Comme le souligne, dans un article récent publié à titre personnel, M. Stephan Marquardt, membre du service juridique du Conseil de l'Union européenne 2 ( * ) :

« Du point de vue de l'Union européenne, cette approche semble remettre en cause la reconnaissance par les Etats-Unis de sa capacité de s'engager à leur égard de façon contraignante ainsi que le lien juridique qui en découle pour les Etats membres. En effet, dès lors que ceux-ci sont liés par des accords conclus par l'Union européenne, on voit mal la nécessité d'un instrument juridique supplémentaire pour « confirmer » ces engagements vis-à-vis des Etats-Unis (...).
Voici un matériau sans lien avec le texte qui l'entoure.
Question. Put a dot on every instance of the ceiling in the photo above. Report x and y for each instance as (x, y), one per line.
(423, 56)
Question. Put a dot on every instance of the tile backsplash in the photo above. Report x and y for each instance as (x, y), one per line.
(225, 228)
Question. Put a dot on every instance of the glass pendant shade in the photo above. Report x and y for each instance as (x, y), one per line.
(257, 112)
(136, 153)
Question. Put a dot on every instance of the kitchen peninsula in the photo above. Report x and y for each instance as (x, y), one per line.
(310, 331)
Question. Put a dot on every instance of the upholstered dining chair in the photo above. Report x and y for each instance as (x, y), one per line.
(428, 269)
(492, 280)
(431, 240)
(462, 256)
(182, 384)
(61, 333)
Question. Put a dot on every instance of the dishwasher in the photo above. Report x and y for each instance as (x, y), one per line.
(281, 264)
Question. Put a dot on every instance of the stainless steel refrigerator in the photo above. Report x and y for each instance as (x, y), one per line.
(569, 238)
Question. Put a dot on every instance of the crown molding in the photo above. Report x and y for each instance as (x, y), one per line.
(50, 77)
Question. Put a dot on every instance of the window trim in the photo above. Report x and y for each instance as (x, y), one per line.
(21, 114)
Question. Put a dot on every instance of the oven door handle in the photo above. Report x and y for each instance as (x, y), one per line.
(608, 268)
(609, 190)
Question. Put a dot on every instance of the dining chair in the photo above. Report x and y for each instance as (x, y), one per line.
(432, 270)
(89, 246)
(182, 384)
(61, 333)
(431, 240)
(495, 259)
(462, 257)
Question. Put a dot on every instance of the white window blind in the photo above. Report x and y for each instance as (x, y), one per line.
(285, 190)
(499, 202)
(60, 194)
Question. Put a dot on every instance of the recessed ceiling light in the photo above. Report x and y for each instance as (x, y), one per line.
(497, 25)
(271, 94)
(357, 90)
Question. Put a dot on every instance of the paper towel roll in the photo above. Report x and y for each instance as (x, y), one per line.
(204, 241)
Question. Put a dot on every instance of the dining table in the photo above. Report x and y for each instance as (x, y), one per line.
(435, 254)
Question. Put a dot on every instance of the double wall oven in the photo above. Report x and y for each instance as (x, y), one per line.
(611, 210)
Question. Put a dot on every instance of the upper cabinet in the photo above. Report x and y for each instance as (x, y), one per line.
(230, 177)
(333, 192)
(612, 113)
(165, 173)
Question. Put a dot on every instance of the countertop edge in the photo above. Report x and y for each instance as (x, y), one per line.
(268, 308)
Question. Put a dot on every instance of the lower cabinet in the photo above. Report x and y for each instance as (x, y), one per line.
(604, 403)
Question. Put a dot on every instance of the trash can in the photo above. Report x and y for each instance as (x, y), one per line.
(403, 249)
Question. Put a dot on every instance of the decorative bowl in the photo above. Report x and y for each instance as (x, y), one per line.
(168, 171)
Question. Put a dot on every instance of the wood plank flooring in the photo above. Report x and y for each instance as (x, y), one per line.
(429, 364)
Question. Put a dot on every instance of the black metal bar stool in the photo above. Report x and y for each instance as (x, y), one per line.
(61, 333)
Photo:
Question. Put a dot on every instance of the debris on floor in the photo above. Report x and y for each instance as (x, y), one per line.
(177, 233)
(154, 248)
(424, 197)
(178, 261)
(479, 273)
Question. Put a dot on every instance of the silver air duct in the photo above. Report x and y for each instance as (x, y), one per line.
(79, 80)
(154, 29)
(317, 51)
« Au vu de ces difficultés, on peut se demander s'il n'aurait pas été juridiquement plus cohérent, dans le cas d'espèce, de prévoir une participation des Etats membres en tant que parties contractantes également, , en d'autres termes de conclure un accord « mixte » entre l'Union européenne et ses Etats membres, d'une part, et les Etats-Unis, d'autre part » concluait-il, en se référant expressément à la résolution adoptée par le Sénat.

* 1 Voir le rapport n° 252 (2002-2003) présenté par M. Pierre Fauchon au nom de la commission des Lois.

* 2 « La capacité de l'Union européenne de conclure des accords internationaux dans le domaine de la coopération policière et judiciaire en matière pénale » in « Sécurité et justice : enjeu de la politique extérieure de l'Union européenne », Editions de l'Université de Bruxelles, 2003, pp. 179 à 194.